At interview with nursing administration 11/15/10,.it was stated that the " list " of patients who do not make it to the " informal " triage part of the process is discarded and therefore, no record of the attempted encounter is maintained.
The triage sign in list is not maintained after the day to determine the number of patients who walk out prior to " informal " triage.
Based on record review and interview, it was evident that the emergency department medical staff did not ensure that a patient who had a history of dysphagia was properly ruled out for the presence of a retained foreign body.
Findings include:
Review of MR# 2 on 11/15/10 found that the elderly patient (93 years old) with ongoing dysphagia presented to the ED with complaints of a foreign body sensation in the throat after eating. CAT scan was inconclusive and ENT consulted, but no efforts to explore areas of of the throat where a particle of food might be retained but not visible on CT were done. 48 hours later a piece of lettuce was recovered from the patient's hypopharynx during EGD. It apparently adhered to the portion of the mucosa and was not obstructive per se but contributed to the excessive salivation documented in the medical record.

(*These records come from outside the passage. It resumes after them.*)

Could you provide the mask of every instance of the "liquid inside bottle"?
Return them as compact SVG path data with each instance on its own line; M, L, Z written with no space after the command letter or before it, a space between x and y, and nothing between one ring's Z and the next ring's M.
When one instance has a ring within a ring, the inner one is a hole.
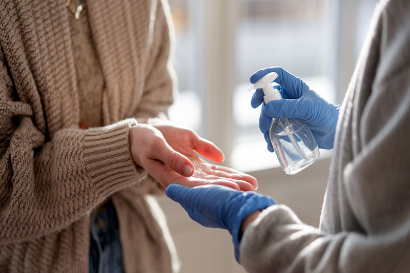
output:
M273 119L269 128L273 149L287 174L295 174L319 157L319 148L310 129L295 118Z

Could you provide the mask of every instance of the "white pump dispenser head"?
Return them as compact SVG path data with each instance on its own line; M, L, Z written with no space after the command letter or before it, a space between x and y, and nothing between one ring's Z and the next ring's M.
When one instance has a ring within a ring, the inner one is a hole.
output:
M258 81L248 88L250 91L253 91L258 88L261 88L263 90L263 100L265 103L268 103L272 100L277 100L282 99L282 96L276 88L274 88L272 82L278 77L278 74L276 72L271 72L266 74Z

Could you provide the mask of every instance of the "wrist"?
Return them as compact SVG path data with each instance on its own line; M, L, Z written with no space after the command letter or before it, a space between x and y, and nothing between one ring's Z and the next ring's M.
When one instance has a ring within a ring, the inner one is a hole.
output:
M254 221L256 220L256 218L258 218L260 213L262 212L262 211L258 209L257 211L255 211L253 213L251 213L250 215L248 215L248 216L245 218L243 220L243 222L242 222L242 225L240 226L240 230L242 233L242 234L243 234L243 233L245 232L245 229L246 229L247 227L249 224L252 223Z

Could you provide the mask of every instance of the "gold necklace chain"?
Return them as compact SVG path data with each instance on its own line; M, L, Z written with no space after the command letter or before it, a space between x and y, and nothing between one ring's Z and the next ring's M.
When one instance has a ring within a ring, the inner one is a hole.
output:
M71 3L71 0L67 0L66 2L66 7L67 7L71 13L74 14L74 16L76 19L78 19L80 17L80 12L81 12L84 8L85 5L82 2L80 2L80 4L76 7L75 5Z

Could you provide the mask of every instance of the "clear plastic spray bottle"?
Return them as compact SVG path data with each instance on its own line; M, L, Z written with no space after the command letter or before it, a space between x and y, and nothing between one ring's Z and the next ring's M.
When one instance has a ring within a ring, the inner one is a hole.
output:
M278 74L266 74L248 88L250 91L258 88L263 90L266 104L282 99L272 82ZM271 142L279 163L285 173L295 174L310 165L319 157L319 148L310 129L296 118L272 119L269 128Z

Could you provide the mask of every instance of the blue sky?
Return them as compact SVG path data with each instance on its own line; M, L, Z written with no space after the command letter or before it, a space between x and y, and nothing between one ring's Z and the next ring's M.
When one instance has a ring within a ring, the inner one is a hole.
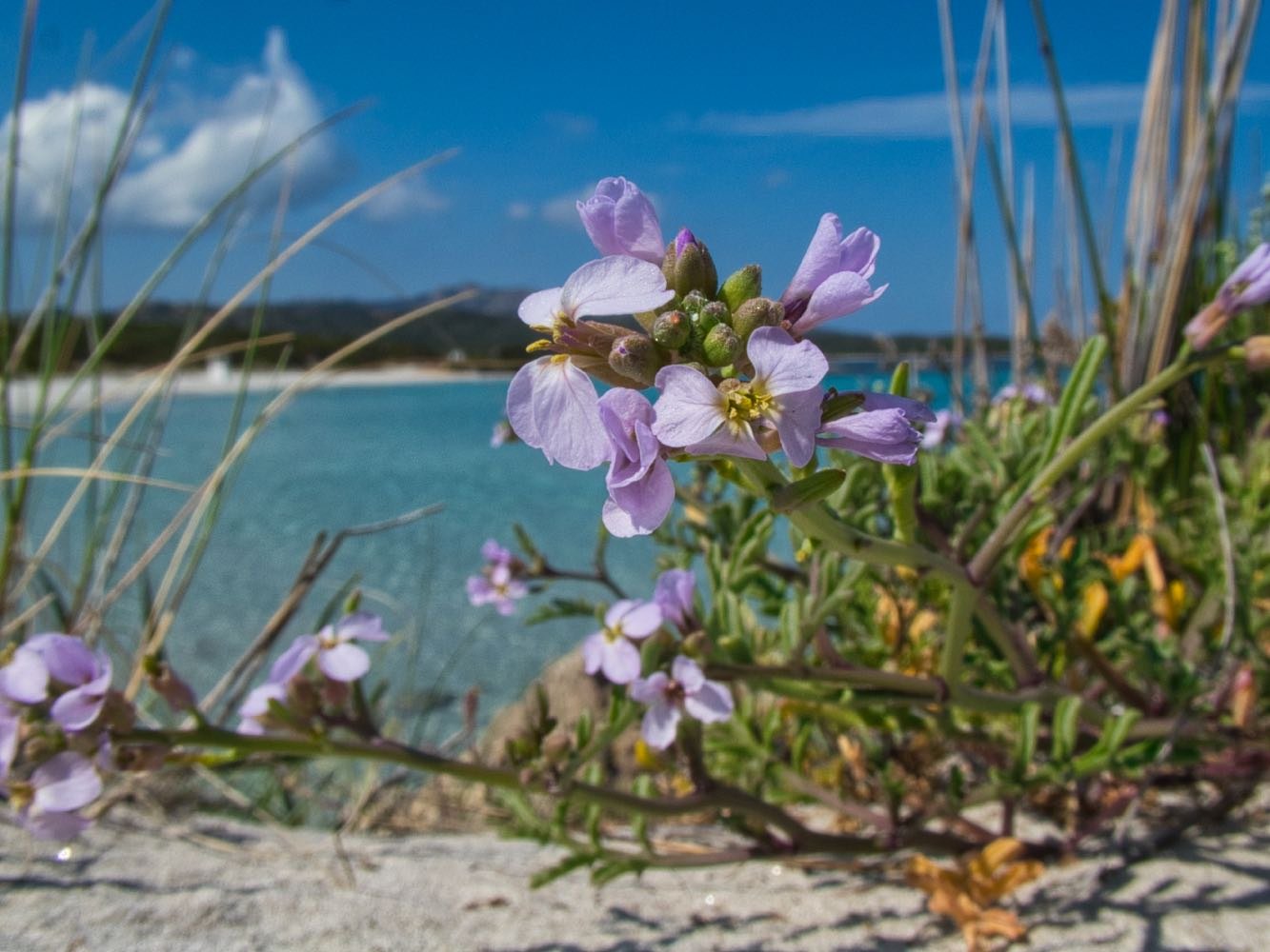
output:
M969 85L983 5L955 0L959 75ZM1038 274L1054 284L1054 123L1035 30L1006 4L1016 165L1034 168ZM1151 56L1149 3L1052 3L1054 47L1080 126L1087 184L1116 232L1132 133ZM122 110L152 13L144 4L60 0L36 30L19 175L19 298L36 293L65 168L72 103L83 104L76 183L86 194ZM14 72L20 11L0 36L0 75ZM85 84L80 72L91 34ZM1261 188L1270 131L1270 48L1257 36L1232 182L1246 213ZM163 39L150 124L112 199L103 294L126 301L183 228L251 156L323 116L366 110L315 142L291 169L283 232L298 235L372 182L442 150L460 154L306 250L277 278L281 298L384 298L442 286L559 284L594 256L573 203L605 175L654 197L669 237L688 225L720 272L765 268L777 294L819 216L883 237L888 293L838 325L861 331L946 331L955 273L952 156L936 4L594 3L385 4L178 0ZM11 79L0 90L11 99ZM262 132L262 117L268 116ZM11 116L5 119L5 129ZM1120 131L1119 133L1116 131ZM6 133L5 133L6 135ZM1121 169L1109 175L1116 135ZM1262 166L1264 168L1264 166ZM224 300L264 261L281 184L253 194L212 297ZM987 197L984 183L980 189ZM992 329L1005 326L1005 260L993 206L980 203ZM160 297L193 297L204 244Z

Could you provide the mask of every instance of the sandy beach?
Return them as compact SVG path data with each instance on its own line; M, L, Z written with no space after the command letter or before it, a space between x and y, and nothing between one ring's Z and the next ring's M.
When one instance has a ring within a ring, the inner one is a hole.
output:
M1016 894L1033 952L1255 949L1270 929L1270 817L1193 833L1128 868L1111 850ZM531 891L558 850L493 834L401 838L116 814L58 858L0 826L0 948L874 949L954 952L895 872L771 862Z

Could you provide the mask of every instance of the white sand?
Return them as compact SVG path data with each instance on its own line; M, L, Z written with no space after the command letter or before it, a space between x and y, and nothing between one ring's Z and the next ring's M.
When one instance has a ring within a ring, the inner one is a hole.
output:
M1024 887L1030 948L1256 949L1270 934L1270 820L1196 834L1116 872L1110 857ZM556 856L488 834L398 839L210 817L93 830L67 859L0 826L0 948L908 949L964 948L894 877L770 862L653 872L603 890ZM1100 875L1102 881L1100 881Z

At interview with the ED medical director it was stated that the EGD was not emergent in that the patient had a history of dysphagia, motility issues, and was able to swallow saliva despite any discomfort. It was stated that even after the removal of the " lettuce", the patient continued to complain about the foreign body sensation. There was no note as to what could have occurred if this lettuce disadhered from the mucosa and obstructed or was aspirated.
16790
Based on the facility's Emergency Medicine policy, it was determined that the triage policy did not address the severity of patients seen in the emergency department.
Findings include:
During site visit on 11/17/10, a copy of the facility's triage policy was submitted. The Emergency Medicine Triage policy revised on 1/10 was reviewed. This policy indicated that the facility's Emergency Department utilizes the Emergency Severity Index (ESI) 5 level triage algorithm. A copy of the policy submitted did not include examples for patients placed under ESI level 3 category.